Shopcat Mk III helped ensure quality work. :)
That sump is closed by a sheetmetal cover that is screwed into place. That round port is where the
flexible metal drain tube leads down from the headstock
It was a simple matter to scrape away some of the accumulated crud, carefully dig out the slots to the screws,
and remove them. There's a gasket underneath, but it's more to keep dust and grit out than keep oil in.
And there's the inside of the sumps. It's separated into two portions; the oil drains down into the right one
(in the foreground) and spills over the top into the second. That gives the oil a little time to settle, in case there's any
gunk or grit in it. Fortnately the sumps were quite clean, with only a slight haze of a nonmetallic, nonmagnetic
black smut. The chambers are painted with Glyptal, a paint specifically used to seal iron castings.
The copper pipe is the pickup line that eventually leads up to the oil pump.
And finally, we're starting to prep the castings. I used a needle scaler to remove most of the paint, leaving behind
only a little of the original filler layer. The scaler was perfect for the job, but it was still tedious, dirty work.
The tailstock got mostly disassembled, hit with degreaser, paint stripper, and the Hotsy pressure washer.
With the paint gone, you can see where somebody went over it with a grinder, to somewhat smooth out
the casting prior to paint. Just the mostly-empty casting is huge, at about 200 pounds.
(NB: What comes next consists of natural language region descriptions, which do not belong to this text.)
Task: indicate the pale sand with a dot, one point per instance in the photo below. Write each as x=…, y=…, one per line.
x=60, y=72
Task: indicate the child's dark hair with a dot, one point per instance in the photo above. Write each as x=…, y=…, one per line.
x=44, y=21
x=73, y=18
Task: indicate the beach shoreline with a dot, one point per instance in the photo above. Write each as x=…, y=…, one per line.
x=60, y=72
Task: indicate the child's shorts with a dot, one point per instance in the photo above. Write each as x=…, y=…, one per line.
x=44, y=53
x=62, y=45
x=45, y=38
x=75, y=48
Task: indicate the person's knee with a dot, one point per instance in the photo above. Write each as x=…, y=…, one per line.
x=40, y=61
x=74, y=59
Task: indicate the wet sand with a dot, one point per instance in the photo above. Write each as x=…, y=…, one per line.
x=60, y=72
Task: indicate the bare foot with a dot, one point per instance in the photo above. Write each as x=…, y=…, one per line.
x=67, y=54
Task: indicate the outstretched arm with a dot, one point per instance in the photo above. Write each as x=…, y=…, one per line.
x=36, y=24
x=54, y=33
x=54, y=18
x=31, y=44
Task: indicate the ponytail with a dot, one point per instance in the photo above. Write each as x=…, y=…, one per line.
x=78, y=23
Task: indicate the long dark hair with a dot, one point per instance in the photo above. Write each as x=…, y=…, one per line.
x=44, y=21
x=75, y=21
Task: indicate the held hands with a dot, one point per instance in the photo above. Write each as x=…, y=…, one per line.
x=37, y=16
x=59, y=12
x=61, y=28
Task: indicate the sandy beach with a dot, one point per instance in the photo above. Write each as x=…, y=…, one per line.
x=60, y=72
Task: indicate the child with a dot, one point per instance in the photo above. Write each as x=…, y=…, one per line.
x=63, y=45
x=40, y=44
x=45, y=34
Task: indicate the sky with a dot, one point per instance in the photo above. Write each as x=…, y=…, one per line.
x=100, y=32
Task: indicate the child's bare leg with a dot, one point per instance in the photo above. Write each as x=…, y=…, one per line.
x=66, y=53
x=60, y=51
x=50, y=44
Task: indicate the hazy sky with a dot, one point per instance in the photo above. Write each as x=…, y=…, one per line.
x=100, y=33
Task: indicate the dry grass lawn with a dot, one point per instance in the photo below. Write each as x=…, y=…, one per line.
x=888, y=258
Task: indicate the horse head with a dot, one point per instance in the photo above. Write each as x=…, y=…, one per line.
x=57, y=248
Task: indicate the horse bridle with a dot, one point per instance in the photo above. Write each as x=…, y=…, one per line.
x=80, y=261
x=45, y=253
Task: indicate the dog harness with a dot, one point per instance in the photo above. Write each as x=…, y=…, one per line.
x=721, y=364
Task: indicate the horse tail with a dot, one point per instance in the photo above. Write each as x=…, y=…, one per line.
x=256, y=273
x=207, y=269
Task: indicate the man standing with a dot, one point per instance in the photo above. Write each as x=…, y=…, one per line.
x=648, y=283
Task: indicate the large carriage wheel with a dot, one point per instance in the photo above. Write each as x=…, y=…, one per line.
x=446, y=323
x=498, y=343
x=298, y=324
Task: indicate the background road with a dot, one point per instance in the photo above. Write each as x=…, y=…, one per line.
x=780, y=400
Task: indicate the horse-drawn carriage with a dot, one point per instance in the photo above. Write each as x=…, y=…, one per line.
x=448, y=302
The base castings also got a pressure wash and a going-over with the needle scaler.
The cat, however, remains unimpressed.
On the near side left foot of the headstock base, I found this crack, that had already been repaired once. The repair had
cracked again, so I began grinding it out in order to weld it up as best I can with more of the Muggy rod.
t was slow going, but I eventually got both sides welded up, and the outside smoothed down.
Here's hoping it holds.
The repair's not invisible, but it's at least stronger than it was. And at this point, I was
ready to start painting, and begin the long process of reassembly.